One of the biggest challenges the network will face is steering the conversation away from the prominent AI “doomer” narrative and toward existing AI bias. While the former is theorized, the latter continues to impact marginalized and minority communities.
“It’s not just what we are going to do today, but also how what we’re doing today will impact what we are trying to influence for tomorrow,” Marshall said. “How can we dampen the AI hype and AI doom narratives and promote AI reality?”

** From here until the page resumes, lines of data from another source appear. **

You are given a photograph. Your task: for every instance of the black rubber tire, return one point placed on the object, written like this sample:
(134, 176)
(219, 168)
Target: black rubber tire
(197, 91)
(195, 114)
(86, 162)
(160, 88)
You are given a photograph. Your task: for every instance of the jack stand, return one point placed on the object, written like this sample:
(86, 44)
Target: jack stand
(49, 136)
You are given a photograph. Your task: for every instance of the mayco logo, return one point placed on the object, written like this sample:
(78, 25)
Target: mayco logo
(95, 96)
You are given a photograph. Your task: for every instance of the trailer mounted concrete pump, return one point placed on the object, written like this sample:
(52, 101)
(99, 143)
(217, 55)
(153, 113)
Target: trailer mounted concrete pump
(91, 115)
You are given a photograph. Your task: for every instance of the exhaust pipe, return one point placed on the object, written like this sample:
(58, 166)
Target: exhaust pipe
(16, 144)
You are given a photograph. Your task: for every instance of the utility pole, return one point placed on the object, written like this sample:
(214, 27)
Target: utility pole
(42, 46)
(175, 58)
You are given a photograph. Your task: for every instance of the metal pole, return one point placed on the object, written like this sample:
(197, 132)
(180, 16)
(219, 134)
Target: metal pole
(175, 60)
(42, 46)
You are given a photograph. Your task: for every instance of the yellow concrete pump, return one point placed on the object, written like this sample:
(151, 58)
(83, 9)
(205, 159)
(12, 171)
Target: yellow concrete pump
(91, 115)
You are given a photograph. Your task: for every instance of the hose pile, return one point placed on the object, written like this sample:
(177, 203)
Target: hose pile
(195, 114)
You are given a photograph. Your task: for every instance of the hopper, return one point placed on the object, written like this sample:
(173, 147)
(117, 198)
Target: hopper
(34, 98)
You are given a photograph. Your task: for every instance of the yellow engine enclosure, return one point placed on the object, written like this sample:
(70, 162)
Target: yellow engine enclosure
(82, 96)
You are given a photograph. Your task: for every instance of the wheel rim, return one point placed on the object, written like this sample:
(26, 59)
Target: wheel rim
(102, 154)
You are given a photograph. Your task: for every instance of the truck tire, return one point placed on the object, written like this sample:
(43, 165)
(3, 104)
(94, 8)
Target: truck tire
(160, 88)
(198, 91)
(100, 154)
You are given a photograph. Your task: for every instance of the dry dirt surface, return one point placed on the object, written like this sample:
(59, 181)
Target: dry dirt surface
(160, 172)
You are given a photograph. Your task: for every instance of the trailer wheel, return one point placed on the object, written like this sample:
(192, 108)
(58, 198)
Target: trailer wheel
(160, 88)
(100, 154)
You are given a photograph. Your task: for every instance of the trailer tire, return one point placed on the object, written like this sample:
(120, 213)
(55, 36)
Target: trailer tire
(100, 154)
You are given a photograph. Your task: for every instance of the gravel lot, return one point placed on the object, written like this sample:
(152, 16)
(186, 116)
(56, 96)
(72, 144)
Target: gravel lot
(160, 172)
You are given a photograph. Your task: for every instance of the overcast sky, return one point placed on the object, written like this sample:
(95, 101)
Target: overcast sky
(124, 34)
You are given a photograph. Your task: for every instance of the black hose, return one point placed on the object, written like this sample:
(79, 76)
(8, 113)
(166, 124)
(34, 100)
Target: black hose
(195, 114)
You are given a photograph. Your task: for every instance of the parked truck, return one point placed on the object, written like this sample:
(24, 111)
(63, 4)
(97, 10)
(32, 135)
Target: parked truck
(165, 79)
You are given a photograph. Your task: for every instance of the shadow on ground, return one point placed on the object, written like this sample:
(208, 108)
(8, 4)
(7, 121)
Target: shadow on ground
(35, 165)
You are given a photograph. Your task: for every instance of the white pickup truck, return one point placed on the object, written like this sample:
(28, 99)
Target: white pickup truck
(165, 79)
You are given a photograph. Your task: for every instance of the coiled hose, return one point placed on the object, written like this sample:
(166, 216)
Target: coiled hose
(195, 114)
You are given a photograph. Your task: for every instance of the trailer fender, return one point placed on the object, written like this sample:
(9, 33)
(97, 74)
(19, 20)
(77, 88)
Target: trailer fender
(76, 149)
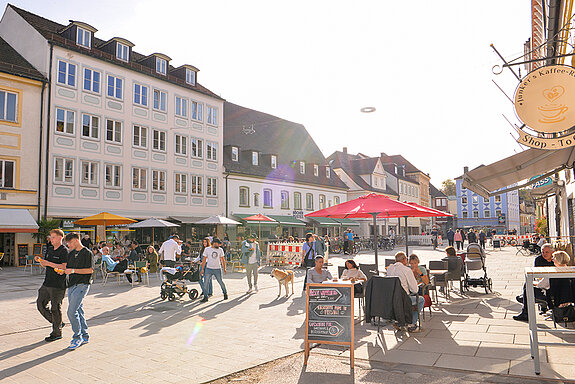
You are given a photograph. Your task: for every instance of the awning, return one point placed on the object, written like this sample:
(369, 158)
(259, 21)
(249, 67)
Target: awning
(488, 180)
(17, 220)
(287, 220)
(188, 219)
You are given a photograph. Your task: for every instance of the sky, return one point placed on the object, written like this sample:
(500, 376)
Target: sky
(425, 66)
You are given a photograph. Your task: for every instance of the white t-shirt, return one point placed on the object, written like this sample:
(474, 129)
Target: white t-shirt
(213, 256)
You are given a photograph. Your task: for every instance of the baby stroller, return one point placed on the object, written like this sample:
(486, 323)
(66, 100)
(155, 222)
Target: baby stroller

AIAI Network will take a multifaceted approach to promote a more realistic understand of AI. Some of the tactics the group will use include:
- Humanities-focused research projects
- Public design and education workshops
- Guest speaker series
- Courses taught by principal investigators and steering committee members
- Seed grants for Atlanta researchers doing like-minded work
“We’re going to educate ourselves, those in the community, and those aspiring to be in this field on how we can be more solution based and solution oriented,” Marshall said. “There are courses, research and research projects built on the framework of talking about AI bias in a productive way and not one focused on extreme stances around AI hype or AI doom.”